Permian Rocks of the Continent.

Germany is the classic ground of the Magnesian Limestone now called Permian. The formation was well studied by the miners of that country a century ago as containing a thin band of dark-coloured cupriferous shale, characterised at Mansfield in Thuringia by numerous fossil fish. Beneath some variegated sandstones (not belonging to the Trias, though often confounded with it) they came down first upon a dolomitic limestone corresponding to the upper part of our Middle Permian, and then upon a marl-slate richly impregnated with copper pyrites, and containing fish and reptiles (Protosaurus) identical in species with those of the corresponding marl-slate of Durham. To the limestone they gave the name of Zechstein, and to the marl-slate that of Mergel-schiefer or Kupferschiefer. Beneath the fossiliferous group lies the Rothliegendes or Rothtodtliegendes, meaning the red-lyer or red-dead-lyer, so-called by the German miners from its colour, and because the copper had DIED OUT when they reached this underlying non-metalliferous member of the series.
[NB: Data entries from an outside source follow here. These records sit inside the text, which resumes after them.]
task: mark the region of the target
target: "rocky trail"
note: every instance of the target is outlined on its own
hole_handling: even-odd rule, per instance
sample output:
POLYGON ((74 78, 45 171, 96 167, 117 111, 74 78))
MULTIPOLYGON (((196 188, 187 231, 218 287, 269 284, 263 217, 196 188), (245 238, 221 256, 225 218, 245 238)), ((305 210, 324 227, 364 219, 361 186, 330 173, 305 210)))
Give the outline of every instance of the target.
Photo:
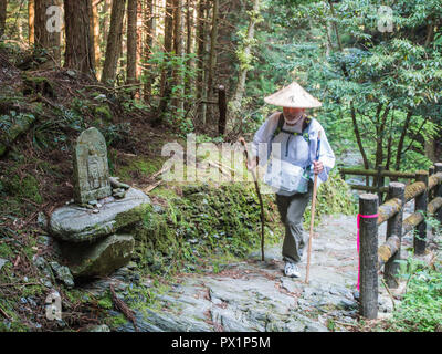
MULTIPOLYGON (((379 229, 379 244, 383 230, 379 229)), ((412 240, 404 238, 403 242, 406 249, 412 240)), ((358 322, 359 295, 356 217, 327 216, 316 228, 309 284, 304 282, 306 252, 299 279, 284 277, 280 244, 266 248, 264 262, 256 251, 246 261, 220 267, 217 273, 185 274, 169 291, 156 295, 159 310, 135 311, 137 330, 351 331, 358 322)), ((392 299, 380 282, 379 317, 392 308, 392 299)), ((127 322, 118 331, 133 332, 135 327, 127 322)))

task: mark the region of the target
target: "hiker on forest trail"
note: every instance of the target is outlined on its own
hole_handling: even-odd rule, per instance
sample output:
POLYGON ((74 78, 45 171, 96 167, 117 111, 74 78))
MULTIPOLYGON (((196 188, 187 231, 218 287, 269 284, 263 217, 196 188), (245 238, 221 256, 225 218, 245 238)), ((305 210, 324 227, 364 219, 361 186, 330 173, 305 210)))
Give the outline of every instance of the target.
POLYGON ((264 101, 282 106, 283 112, 273 113, 256 132, 248 168, 251 170, 269 162, 264 181, 276 192, 276 205, 285 226, 284 273, 299 278, 297 264, 308 242, 303 216, 312 198, 314 175, 318 175, 318 186, 326 181, 335 165, 335 154, 319 122, 305 112, 320 107, 322 103, 302 86, 292 83, 264 101), (319 131, 319 159, 316 162, 319 131))

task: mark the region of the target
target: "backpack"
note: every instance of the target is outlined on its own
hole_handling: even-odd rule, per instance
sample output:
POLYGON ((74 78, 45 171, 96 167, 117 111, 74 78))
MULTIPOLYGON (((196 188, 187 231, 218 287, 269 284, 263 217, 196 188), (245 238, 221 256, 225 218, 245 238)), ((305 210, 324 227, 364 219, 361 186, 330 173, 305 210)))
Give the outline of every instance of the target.
MULTIPOLYGON (((311 117, 306 117, 303 124, 303 133, 290 132, 283 129, 284 126, 284 115, 281 113, 277 127, 273 133, 271 138, 271 143, 280 133, 291 134, 293 136, 303 136, 303 138, 308 143, 308 150, 311 147, 311 138, 308 135, 308 128, 312 123, 311 117)), ((287 148, 286 156, 288 154, 288 143, 290 137, 287 139, 287 148)), ((304 194, 308 191, 308 180, 309 180, 309 171, 311 165, 306 168, 302 168, 295 165, 290 164, 285 160, 275 160, 275 164, 271 164, 269 166, 267 173, 264 176, 264 183, 275 189, 276 194, 292 196, 294 194, 304 194)))

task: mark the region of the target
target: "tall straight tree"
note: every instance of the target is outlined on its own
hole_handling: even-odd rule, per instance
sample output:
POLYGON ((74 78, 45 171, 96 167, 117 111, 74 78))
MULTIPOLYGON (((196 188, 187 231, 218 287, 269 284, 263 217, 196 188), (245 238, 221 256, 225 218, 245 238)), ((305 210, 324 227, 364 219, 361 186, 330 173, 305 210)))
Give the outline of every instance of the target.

This red under-lyer is, in fact, a great deposit of red sandstone, breccia, and conglomerate with associated porphyry, basalt, and amygdaloid.

According to Sir R. Murchison, the Permian rocks are composed, in Russia, of white limestone, with gypsum and white salt; and of red and green grits, occasionally with copper ore; also magnesian limestones, marl-stones, and conglomerates.